Culture Vulture

ライター・近藤正高のブログ

センとブチとコージと

来年の北京五輪に向けて、野球日本代表チームのコーチ陣がきのう発表されました。星野仙一監督が指名したのは、田淵幸一(ヘッド兼打撃)、山本浩二(守備走塁)、大野豊(投手)の各氏。このうち、田淵・山本のふたりは星野監督の大学時代からの友人ですが、この三人といえば、こんな話を思い出します。以下、玉木正之プロ野球大事典』(新潮文庫、1990年)の山本浩二の項目から引用。

やまもと こうじ【山本浩二】(……)星野仙一田淵幸一と大学時代から仲のいい友人関係にあり、三人揃って川上哲治にゴルフを誘われたとき、一〇分前に川上家へ行った人物。
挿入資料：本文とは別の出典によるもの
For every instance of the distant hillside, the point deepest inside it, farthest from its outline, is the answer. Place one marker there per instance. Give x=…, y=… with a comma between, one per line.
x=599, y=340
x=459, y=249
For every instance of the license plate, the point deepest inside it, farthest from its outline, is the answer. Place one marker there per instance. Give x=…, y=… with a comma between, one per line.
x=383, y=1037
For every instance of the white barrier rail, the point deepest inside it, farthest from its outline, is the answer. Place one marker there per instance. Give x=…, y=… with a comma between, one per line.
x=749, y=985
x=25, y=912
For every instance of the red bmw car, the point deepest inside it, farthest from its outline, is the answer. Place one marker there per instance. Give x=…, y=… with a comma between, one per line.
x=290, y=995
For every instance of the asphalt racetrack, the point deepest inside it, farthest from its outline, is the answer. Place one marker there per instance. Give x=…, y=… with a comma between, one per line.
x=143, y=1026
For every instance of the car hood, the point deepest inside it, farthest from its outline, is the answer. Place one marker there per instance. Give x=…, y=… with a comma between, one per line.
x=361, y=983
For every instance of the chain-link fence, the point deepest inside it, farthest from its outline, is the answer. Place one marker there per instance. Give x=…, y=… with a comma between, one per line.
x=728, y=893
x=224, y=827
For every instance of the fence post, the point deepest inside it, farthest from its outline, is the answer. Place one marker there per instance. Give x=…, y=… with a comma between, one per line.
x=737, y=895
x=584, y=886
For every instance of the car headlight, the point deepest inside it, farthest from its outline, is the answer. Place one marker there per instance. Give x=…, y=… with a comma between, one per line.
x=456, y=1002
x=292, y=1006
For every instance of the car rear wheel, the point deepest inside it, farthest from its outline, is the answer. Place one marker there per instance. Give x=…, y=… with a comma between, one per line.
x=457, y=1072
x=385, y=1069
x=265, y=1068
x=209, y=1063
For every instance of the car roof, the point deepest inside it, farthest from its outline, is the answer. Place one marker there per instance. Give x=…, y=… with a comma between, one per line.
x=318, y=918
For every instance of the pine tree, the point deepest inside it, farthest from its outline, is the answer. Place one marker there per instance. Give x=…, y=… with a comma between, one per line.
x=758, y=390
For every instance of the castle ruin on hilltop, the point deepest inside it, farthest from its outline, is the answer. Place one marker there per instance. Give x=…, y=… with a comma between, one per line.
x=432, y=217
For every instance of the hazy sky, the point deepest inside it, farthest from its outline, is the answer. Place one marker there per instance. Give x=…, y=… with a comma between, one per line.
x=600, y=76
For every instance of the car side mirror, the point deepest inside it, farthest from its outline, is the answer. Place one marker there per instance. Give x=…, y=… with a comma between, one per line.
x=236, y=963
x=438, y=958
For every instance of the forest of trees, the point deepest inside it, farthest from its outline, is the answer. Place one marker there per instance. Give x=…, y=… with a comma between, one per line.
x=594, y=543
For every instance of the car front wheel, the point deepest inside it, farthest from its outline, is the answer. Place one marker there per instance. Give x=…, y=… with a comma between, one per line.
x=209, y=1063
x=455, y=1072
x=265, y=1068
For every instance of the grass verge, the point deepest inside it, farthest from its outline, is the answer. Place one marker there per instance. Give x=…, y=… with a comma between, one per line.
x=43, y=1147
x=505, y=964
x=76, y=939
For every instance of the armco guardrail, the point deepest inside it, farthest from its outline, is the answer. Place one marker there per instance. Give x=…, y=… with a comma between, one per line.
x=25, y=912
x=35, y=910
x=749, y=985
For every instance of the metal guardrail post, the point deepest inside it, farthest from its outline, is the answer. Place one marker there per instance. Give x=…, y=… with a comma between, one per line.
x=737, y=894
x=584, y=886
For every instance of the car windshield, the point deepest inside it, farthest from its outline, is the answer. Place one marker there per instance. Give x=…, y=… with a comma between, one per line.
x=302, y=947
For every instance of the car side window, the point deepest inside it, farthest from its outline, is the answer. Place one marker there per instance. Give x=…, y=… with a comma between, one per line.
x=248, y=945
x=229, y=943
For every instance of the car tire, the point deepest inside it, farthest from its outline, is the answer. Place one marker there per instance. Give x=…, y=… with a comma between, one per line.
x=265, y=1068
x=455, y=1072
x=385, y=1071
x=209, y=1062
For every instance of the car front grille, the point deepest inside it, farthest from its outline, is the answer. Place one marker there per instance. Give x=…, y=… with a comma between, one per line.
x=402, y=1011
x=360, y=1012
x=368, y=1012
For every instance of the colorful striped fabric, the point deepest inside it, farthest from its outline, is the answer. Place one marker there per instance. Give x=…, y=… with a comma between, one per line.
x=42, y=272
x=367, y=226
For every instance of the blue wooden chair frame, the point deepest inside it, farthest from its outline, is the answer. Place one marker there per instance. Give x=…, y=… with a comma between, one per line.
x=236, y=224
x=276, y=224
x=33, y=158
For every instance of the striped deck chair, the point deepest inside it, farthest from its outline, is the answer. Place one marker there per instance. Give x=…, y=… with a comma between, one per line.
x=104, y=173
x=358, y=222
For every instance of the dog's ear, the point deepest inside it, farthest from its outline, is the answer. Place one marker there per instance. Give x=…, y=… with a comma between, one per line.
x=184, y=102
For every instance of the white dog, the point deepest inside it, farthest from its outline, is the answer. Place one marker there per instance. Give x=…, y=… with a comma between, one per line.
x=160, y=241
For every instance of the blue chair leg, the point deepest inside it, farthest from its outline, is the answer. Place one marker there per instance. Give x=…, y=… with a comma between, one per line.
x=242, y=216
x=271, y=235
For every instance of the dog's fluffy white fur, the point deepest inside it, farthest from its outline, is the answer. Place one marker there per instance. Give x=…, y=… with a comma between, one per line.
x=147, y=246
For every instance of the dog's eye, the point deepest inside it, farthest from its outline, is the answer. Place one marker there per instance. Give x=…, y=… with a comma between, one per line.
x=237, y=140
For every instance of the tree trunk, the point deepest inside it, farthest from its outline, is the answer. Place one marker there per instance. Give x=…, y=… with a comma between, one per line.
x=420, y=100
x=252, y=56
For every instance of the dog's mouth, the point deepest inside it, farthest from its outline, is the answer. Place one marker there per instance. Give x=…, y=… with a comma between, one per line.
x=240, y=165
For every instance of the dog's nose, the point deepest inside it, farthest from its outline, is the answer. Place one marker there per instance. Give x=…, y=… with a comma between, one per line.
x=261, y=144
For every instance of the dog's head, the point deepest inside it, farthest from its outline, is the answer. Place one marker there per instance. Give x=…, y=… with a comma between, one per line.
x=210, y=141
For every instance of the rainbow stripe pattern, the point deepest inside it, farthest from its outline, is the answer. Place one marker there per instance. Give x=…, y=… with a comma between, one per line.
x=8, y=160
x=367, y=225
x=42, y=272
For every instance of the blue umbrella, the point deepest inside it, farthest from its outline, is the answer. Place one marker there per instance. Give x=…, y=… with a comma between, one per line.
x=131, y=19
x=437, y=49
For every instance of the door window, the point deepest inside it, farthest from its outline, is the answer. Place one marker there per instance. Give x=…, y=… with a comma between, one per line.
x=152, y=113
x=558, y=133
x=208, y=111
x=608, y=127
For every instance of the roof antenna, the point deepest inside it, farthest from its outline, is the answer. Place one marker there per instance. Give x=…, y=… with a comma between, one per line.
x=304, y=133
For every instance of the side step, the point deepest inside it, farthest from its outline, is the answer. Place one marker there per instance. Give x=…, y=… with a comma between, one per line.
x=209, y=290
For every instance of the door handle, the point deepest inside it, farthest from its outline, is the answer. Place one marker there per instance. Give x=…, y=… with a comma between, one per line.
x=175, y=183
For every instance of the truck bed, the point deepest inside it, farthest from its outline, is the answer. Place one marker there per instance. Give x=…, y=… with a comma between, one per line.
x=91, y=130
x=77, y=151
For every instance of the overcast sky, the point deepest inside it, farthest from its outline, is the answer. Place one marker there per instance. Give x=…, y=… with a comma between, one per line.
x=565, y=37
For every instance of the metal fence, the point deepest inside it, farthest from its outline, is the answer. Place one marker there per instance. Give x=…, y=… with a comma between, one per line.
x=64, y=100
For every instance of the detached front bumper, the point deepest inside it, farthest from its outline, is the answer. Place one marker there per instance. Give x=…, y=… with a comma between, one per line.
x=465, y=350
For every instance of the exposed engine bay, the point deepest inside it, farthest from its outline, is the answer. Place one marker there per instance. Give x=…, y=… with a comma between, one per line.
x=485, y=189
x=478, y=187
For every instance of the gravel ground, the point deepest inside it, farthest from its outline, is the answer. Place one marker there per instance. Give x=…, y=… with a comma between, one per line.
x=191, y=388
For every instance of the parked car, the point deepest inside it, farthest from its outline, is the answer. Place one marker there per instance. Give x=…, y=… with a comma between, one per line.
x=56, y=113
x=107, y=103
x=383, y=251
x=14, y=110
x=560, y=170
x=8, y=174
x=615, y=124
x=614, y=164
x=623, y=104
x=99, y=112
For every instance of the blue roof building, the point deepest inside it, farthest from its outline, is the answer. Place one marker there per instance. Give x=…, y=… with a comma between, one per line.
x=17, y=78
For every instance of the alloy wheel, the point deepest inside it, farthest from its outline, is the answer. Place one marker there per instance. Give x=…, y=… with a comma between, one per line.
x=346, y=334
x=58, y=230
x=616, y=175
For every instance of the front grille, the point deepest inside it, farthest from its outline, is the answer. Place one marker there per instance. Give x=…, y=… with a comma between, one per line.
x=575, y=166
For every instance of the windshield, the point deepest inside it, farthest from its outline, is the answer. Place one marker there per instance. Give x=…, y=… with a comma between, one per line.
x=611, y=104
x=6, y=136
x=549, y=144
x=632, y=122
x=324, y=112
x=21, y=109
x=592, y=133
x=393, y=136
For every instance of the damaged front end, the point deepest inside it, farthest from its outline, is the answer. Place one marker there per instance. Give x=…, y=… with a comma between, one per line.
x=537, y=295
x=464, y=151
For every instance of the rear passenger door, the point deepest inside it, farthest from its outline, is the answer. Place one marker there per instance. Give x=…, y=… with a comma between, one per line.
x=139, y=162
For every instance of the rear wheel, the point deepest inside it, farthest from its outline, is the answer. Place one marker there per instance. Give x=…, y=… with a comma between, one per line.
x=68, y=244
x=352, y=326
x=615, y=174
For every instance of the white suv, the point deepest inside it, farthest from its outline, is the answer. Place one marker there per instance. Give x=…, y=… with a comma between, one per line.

定刻時間どおりにやって来た田淵が、「さすがに早く来たな」というと、「もっと早い奴がいるよ」といって山本が指さした先には、三〇分以上前から来ていた星野が、川上家の庭掃除をしていた――とは、三人の性格を語り分けるときに新聞記者が好んで用いる笑い話――だが、実話だというひともいる。

いまではこの笑い話が生まれたバックグラウンドを知らない人も多いでしょうから、一応補足説明しておくと、星野監督は、かつて読売ジャイアンツの監督として9年連続日本一を達成した川上哲治氏を尊敬していて、自らが中日ドラゴンズの監督に就任する際には、背番号をかつて川上氏がV9時代につけていた番号にあやかって「77」にしたほどなのです。そのことを思えば、星野監督が川上家に約束の時間よりも前に来て、庭掃除をしていたという話も信憑性が感じられますね。
それにしても、私はこの話を思い出すたび、いしいひさいちタッチで描かれた三人のキャラが思い浮かんでしかたありません。